The effect of the situation described in the previous paragraph was an NVIDIA Monopoly for the Machine Learning/Scientific Computing market. As with any monopoly, NVIDIA had complete control of the market. The pricing of GPUs was entirely up to them. This resulted in NVIDIA crippling their consumer brand of GeForce GPUs, removing support for efficient methods of certain types floating point computations (FP16 and FP64) and releasing their Titan brand of GPUs, which were the exact hardware as their GeForce counterparts, but with this ability added along with a hefty price tag. Originally, the pricing was something like $699 for the GeForce 1080Ti and $1200 for the equivalent Titan Xp. Later on, they launched the successor of the Titan Xp, the Titan V, for a whopping $3000. A wonderful example for abuse of market power. The concept of free market no longer exists. Even though AMD makes competitive GPUs, all sales go to NVIDIA. Being in such a position, facing no competition, NVIDIA is in no position to innovate. In one sense, they have no competition to keep up to. The last set of GPUs they released (on the high end) was 2 years ago (2016), and they are yet to release an updated line since then. Monopoly, market power abuse, curbing of innovation, the customer has to face it all.
The rant about NVIDIA now continues to the realm of software support. Linux, as one may know, is an open source operating system kernel. The code is available for the public to view and contribute to. The Linux kernel essentially contains the code to support different pieces of hardware, i.e the drivers. Many hardware companies have embraced the open nature of Linux and provide Linux support for their hardware by directly adding code to the Linux kernel. Thus, the hardware becomes plug and play on any Linux system. Normally, since access to code is there, the code is tweaked slightly before being built so that it runs well on any kind of system. NVIDIA, however have taken a different approach. Their code is “closed source”, which means they keep the code to themselves, and release built code in the form of what people call “binary blobs”, which will run on the kernel. Since tweaking the code before building is not possible in this case, getting the NVIDIA GPU driver to work on Linux systems is hit or miss. To add insult to injury, while installing updates, some times things breaks along the way resulting in an unusable system for the user.
Support for the Deep Learning libraries on Windows wasn’t on par with Linux in the early stages, hence many people stuck with Linux to use GPUs for Machine Learning. Thus, Machine Learning researchers have been putting up with NVIDIA’s troublesome software for all these years, and the situation is not improving. Installing updates to the NVIDIA driver still remains murky waters to tread into, a system downtime is unacceptable. NVIDIA really is not going to change it’s approach cause it does not need to, people will put up with it cause they have no other option.
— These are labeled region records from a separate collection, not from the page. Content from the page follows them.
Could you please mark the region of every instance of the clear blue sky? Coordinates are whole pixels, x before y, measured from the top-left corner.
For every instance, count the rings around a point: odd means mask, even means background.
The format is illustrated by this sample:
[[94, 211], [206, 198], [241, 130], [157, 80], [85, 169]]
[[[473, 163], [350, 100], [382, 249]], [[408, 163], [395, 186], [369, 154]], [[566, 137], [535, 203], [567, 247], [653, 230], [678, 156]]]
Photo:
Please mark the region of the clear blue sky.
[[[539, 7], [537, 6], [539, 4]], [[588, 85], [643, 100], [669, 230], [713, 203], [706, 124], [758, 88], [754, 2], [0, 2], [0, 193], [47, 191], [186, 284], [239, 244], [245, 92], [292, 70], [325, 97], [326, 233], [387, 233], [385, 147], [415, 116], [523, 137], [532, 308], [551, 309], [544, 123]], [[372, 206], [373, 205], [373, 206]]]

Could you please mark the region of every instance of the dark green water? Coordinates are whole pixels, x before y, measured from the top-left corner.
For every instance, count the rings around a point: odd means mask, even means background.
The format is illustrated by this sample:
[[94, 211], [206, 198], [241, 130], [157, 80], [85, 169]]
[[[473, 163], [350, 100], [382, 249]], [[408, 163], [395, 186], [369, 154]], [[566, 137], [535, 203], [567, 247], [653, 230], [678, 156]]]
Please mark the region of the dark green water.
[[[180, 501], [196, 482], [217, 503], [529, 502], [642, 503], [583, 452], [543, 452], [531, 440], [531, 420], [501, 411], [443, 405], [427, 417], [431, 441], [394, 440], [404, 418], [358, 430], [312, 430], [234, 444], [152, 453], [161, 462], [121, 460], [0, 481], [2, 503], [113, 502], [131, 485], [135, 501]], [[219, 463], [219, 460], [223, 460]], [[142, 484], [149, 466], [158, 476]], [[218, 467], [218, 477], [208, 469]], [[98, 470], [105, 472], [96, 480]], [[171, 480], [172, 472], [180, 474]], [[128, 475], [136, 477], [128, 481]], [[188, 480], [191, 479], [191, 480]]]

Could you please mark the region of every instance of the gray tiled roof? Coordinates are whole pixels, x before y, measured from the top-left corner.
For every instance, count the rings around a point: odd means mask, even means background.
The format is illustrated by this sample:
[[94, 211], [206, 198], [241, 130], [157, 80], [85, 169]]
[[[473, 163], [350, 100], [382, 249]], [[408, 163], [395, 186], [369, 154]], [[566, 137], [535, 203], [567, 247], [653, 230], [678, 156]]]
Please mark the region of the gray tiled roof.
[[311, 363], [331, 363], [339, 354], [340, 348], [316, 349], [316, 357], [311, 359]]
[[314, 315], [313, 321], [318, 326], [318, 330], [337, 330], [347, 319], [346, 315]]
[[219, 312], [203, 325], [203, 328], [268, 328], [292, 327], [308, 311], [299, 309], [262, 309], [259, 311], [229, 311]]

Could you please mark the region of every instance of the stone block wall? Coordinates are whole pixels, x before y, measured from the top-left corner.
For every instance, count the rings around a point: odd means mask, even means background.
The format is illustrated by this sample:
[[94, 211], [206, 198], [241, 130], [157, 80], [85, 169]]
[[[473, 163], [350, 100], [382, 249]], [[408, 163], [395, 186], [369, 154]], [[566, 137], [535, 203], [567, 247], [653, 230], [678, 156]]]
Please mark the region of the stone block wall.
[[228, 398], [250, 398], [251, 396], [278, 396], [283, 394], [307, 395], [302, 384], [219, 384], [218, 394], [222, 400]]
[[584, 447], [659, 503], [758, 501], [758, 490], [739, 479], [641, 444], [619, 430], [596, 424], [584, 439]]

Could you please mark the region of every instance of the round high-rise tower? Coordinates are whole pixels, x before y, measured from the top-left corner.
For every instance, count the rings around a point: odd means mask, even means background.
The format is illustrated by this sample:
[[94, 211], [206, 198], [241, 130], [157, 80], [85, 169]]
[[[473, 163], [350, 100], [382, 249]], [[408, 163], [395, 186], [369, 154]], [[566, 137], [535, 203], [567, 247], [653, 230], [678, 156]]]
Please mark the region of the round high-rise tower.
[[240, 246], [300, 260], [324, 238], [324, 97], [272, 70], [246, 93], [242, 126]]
What is AMD’s stance on this? Well, they obviously cannot get CUDA running on their GPUs. One framework, Theano, has OpenCL support, however the popular ones like Tensorflow and pyTorch still lack it. AMD has been pushing for the use of OpenCL wherever possible. Outside the realm of Machine Learning, popular video rendering software support using both CUDA and OpenCL for GPU accelerated rendering.
Reading till this point should have provided an understanding of what goes on in the minds of Machine Learning researchers and computer enthusiasts. NVIDIA is in a very powerful position in the market due a large number of factors, some of them explained above. In the long run, this situation does not promise good times for customers, which is essentially why this rant exists in the first place. AMD really needs to step up it’s game. Google, with it’s TPUs in the cloud may also prove to a strong competitor in the future, but for now, NVIDIA reigns supreme.